Spend the early part of the morning cleaning the dishwasher, in preparation for the dishwasher repair man. He came round with his son (I presume), and after a few minutes the man said, “I’ve got bad news for you. There’s nothing wrong with it.” How many times had a switched it on and off and it failed every time? Yet when they turned it on it worked.
They charged me a £68 call-out charge and said, “You’d better just put it on a cleaning cycle. It was probably just a bit of gunk that got stuck in the pipes. What happens is, it sticks in the pipes then if you don’t use it for a while it dries out and shrinks, and the next time you turn it on it flushes out the pipes.” So, feeling crestfallen at having paid £68 for nothing, I put it on a cleaning cycle.
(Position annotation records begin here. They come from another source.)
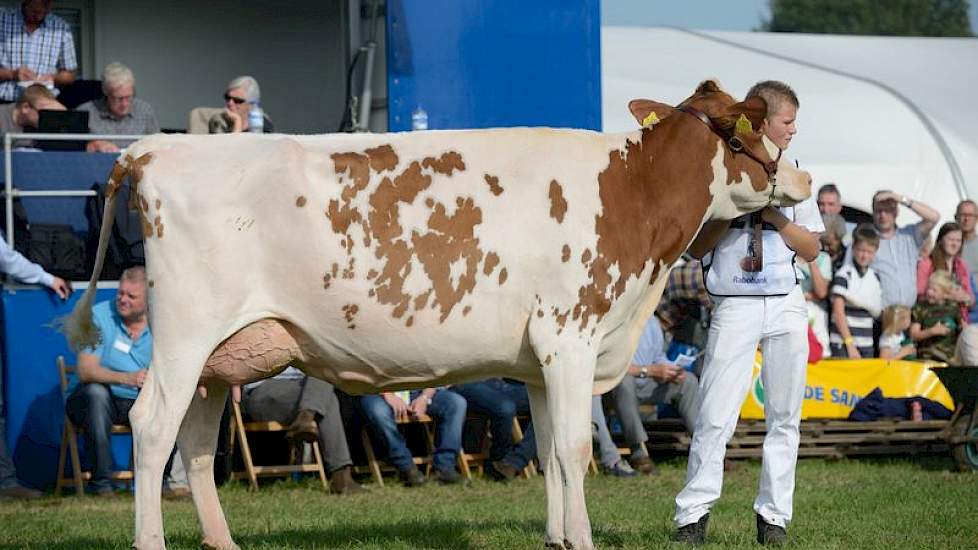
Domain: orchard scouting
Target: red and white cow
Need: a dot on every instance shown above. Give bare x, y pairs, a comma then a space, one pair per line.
392, 261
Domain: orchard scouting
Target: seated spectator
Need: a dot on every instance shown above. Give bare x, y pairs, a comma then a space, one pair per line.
110, 375
241, 95
310, 407
856, 298
832, 239
946, 256
685, 308
445, 406
894, 341
120, 112
651, 378
814, 278
896, 259
935, 319
37, 46
24, 114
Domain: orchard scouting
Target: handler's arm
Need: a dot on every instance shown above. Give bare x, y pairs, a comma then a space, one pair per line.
708, 238
798, 238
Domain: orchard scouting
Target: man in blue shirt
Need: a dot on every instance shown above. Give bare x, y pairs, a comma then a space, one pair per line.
110, 375
14, 264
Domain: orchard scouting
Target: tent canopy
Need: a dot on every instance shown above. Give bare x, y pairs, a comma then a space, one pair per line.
876, 112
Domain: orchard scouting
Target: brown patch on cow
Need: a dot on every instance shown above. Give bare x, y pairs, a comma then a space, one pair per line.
448, 241
382, 158
490, 263
451, 239
652, 200
445, 164
558, 204
494, 186
349, 313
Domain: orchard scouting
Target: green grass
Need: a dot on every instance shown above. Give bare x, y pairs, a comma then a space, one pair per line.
884, 504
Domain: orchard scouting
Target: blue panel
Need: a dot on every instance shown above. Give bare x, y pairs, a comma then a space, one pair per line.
491, 63
58, 172
32, 393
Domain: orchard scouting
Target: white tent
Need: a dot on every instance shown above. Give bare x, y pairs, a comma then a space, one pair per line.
876, 112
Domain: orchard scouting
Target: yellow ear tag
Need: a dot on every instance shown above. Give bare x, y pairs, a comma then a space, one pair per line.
650, 120
744, 126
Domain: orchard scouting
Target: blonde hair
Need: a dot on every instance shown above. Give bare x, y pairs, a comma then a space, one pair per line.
895, 317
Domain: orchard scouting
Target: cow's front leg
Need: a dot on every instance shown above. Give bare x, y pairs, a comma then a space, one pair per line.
197, 442
568, 364
553, 480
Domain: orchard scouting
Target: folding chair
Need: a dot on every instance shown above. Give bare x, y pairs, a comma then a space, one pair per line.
69, 443
253, 472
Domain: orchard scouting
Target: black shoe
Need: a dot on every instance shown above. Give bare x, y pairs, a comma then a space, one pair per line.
412, 477
769, 534
447, 477
693, 533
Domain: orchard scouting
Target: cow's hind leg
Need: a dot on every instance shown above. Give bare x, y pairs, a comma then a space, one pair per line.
553, 480
197, 442
155, 420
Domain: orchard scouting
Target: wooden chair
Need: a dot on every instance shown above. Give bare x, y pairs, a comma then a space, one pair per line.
69, 443
253, 472
424, 462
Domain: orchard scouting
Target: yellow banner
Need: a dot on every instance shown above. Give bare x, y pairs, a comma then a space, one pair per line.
834, 386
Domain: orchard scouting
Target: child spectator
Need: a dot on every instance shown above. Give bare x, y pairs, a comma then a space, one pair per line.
934, 320
894, 342
857, 298
946, 256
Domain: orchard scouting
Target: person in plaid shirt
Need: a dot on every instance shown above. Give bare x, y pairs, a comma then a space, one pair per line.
35, 46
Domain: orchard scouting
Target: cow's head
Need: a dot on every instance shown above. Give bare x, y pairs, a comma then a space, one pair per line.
749, 162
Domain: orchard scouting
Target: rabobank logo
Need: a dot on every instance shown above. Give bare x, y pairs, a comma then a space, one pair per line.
757, 390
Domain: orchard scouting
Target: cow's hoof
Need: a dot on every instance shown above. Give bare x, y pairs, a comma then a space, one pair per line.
228, 545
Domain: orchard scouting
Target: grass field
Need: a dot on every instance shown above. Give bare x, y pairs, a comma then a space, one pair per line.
884, 504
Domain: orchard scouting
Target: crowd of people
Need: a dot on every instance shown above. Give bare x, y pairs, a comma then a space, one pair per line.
824, 288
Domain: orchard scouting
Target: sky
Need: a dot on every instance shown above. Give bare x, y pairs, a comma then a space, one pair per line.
720, 15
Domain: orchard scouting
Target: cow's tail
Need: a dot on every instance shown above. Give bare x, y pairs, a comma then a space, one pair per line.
77, 326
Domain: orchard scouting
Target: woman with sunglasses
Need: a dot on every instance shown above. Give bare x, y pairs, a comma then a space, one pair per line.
241, 95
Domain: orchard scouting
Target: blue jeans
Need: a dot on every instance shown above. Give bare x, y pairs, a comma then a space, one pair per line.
93, 408
491, 399
448, 410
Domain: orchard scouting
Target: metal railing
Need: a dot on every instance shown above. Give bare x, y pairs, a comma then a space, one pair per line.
10, 192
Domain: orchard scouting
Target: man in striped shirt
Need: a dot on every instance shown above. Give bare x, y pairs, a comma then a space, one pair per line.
35, 46
857, 298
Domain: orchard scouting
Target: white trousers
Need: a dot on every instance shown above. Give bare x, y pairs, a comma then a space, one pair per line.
780, 325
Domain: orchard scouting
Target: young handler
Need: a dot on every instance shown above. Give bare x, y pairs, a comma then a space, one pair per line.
757, 301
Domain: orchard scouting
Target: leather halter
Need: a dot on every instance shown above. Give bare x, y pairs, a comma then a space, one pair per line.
733, 142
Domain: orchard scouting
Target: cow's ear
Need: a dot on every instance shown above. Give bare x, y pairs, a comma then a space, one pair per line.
708, 87
648, 112
747, 116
Just as they were going out the door the man stopped and listened. “It’s not working, ” he said. Apparently, if you want to know what’s wrong with dishwashers you have to learn how to listen to them. He noticed it was wrong, and sure enough the cleaning cycle had stopped. Each time they tried again it stopped. I felt relieved – that £68 was finally working for itself. “It could be the filter,” they said. “We’ll have to take it away and investigate. All the workings are in the bottom of these things, so you have to tip them upside down to get at them.”
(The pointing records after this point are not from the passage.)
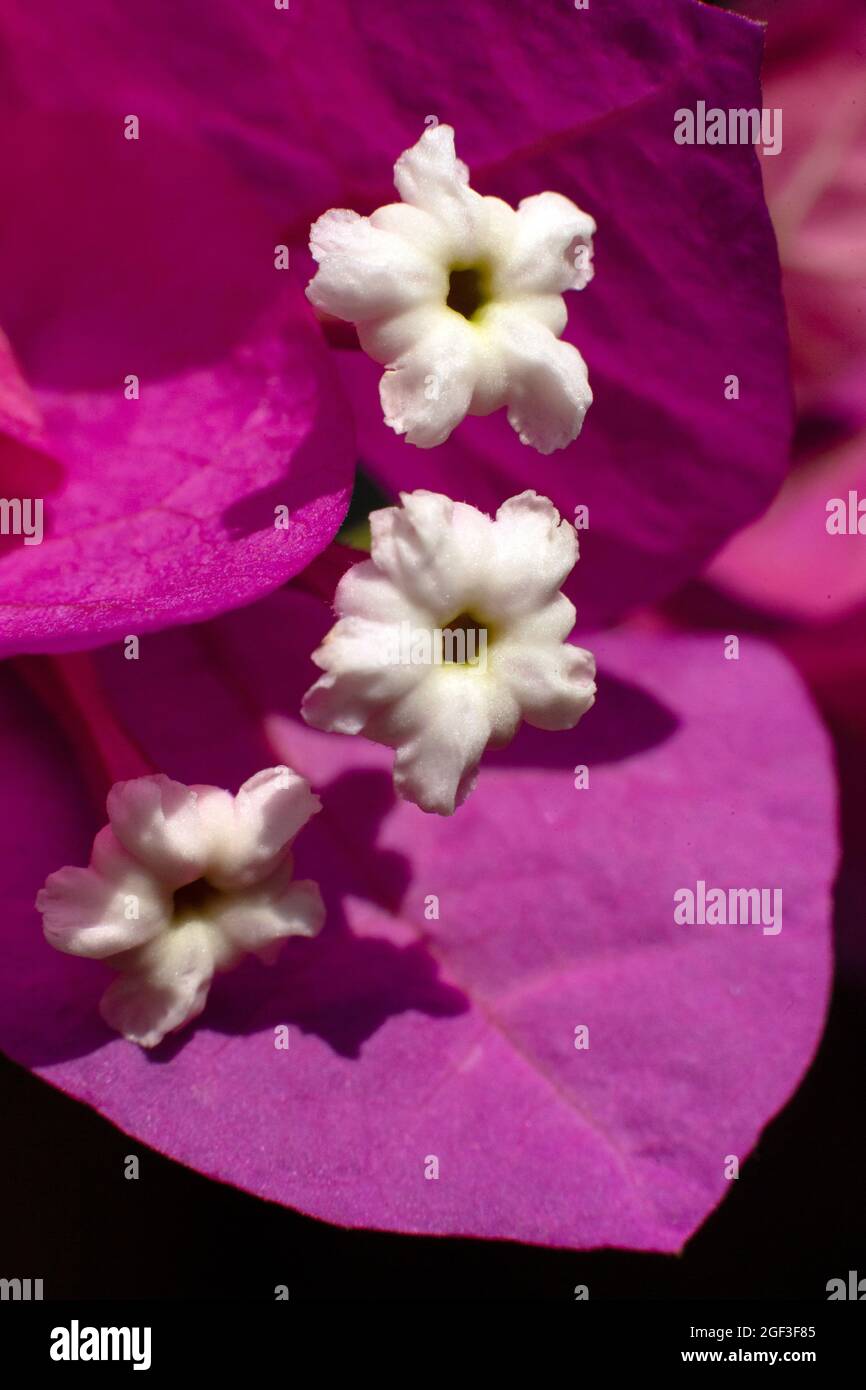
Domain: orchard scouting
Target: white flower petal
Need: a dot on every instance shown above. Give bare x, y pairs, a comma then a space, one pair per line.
161, 986
552, 249
157, 820
459, 296
431, 177
444, 727
553, 684
246, 834
362, 670
110, 906
548, 385
260, 919
166, 926
535, 549
433, 549
452, 563
369, 273
428, 389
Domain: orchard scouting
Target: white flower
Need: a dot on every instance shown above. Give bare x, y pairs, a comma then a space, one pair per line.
460, 298
441, 570
184, 881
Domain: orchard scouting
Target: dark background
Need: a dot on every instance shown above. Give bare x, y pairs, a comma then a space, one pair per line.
794, 1219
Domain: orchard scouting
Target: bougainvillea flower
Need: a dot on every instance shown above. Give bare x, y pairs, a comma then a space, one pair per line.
449, 635
182, 883
438, 1023
313, 104
462, 299
166, 399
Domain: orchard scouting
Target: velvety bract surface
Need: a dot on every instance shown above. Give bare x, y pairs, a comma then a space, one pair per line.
313, 104
166, 392
452, 1036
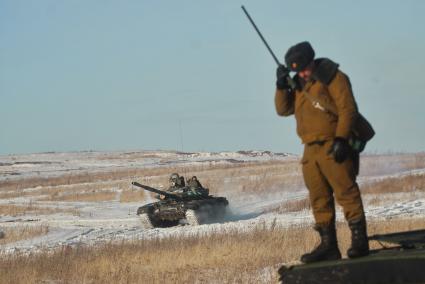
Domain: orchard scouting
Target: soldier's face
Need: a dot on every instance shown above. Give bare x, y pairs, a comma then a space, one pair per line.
306, 73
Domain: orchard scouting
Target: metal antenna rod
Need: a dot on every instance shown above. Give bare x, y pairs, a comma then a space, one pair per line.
261, 36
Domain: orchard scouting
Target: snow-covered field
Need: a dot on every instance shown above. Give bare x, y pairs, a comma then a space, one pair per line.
113, 220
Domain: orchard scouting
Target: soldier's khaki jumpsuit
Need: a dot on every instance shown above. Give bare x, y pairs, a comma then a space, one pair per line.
316, 127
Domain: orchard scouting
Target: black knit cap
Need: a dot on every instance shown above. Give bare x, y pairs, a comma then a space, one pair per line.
299, 56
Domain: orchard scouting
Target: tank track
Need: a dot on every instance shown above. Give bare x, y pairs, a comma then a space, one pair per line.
146, 221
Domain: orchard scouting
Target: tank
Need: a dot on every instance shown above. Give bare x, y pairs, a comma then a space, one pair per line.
404, 262
174, 209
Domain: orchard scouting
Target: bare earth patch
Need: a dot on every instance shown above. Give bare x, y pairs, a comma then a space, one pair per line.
16, 210
14, 234
235, 257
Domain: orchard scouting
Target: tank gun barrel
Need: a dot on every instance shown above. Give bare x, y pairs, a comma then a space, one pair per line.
154, 190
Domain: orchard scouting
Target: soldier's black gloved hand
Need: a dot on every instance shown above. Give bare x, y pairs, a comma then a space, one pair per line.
282, 74
340, 149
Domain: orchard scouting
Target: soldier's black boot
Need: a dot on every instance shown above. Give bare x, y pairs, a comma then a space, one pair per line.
359, 241
328, 247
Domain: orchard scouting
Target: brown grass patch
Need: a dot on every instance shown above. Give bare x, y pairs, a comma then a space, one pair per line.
232, 257
409, 183
16, 210
82, 196
14, 234
292, 206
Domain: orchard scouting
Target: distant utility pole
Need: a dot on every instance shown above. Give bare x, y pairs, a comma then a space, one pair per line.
181, 135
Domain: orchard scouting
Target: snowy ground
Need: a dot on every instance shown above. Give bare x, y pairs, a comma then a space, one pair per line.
105, 221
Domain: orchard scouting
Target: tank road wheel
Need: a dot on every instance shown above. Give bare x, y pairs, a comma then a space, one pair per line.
146, 221
192, 218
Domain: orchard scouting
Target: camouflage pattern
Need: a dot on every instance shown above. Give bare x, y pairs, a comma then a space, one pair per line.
191, 203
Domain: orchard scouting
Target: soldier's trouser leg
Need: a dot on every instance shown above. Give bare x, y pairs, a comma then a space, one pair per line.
320, 191
342, 179
323, 177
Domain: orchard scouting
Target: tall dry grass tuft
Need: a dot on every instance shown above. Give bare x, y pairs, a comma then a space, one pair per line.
221, 257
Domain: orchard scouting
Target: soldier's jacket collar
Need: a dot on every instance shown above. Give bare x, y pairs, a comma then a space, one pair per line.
325, 70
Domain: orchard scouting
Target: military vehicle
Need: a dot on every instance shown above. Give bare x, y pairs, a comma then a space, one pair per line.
174, 209
403, 262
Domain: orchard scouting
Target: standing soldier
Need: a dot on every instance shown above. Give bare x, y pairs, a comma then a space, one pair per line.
329, 163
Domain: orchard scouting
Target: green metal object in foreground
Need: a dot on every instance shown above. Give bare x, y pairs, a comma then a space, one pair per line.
402, 264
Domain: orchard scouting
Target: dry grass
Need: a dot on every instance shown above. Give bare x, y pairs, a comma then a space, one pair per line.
71, 179
30, 208
292, 206
232, 257
15, 234
82, 196
410, 183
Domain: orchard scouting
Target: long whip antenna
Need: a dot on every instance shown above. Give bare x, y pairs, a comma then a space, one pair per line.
261, 36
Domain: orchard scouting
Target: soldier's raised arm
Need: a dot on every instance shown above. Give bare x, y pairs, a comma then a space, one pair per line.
284, 97
341, 92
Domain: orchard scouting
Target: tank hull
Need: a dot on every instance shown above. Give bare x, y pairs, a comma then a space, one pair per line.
168, 213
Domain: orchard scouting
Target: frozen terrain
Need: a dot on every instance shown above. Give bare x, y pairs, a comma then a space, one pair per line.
104, 221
Then to Newmarket to see PV, who was asking me what I’d done in the last month. It’s almost a month since the end of my contract. I said when I was working it was like I’d been spinning in a tornado, like Dorothy, and although I’d been dumped to the ground now I was still disorientated. It was a readjustment period, the first month. I’m still disappointed at how little I’ve done, though, despite PV telling me she thought I’d done a lot.
Then back home for my French lesson, where I wasn’t on form at all. There are some days when my brain just isn’t working, and this was one of them. I kept stopping to think of the word or tense, and my mind was blank. Sometimes it happens like that, and other days the words babble along like a stream in the Lakes, feeling perfectly loquacious.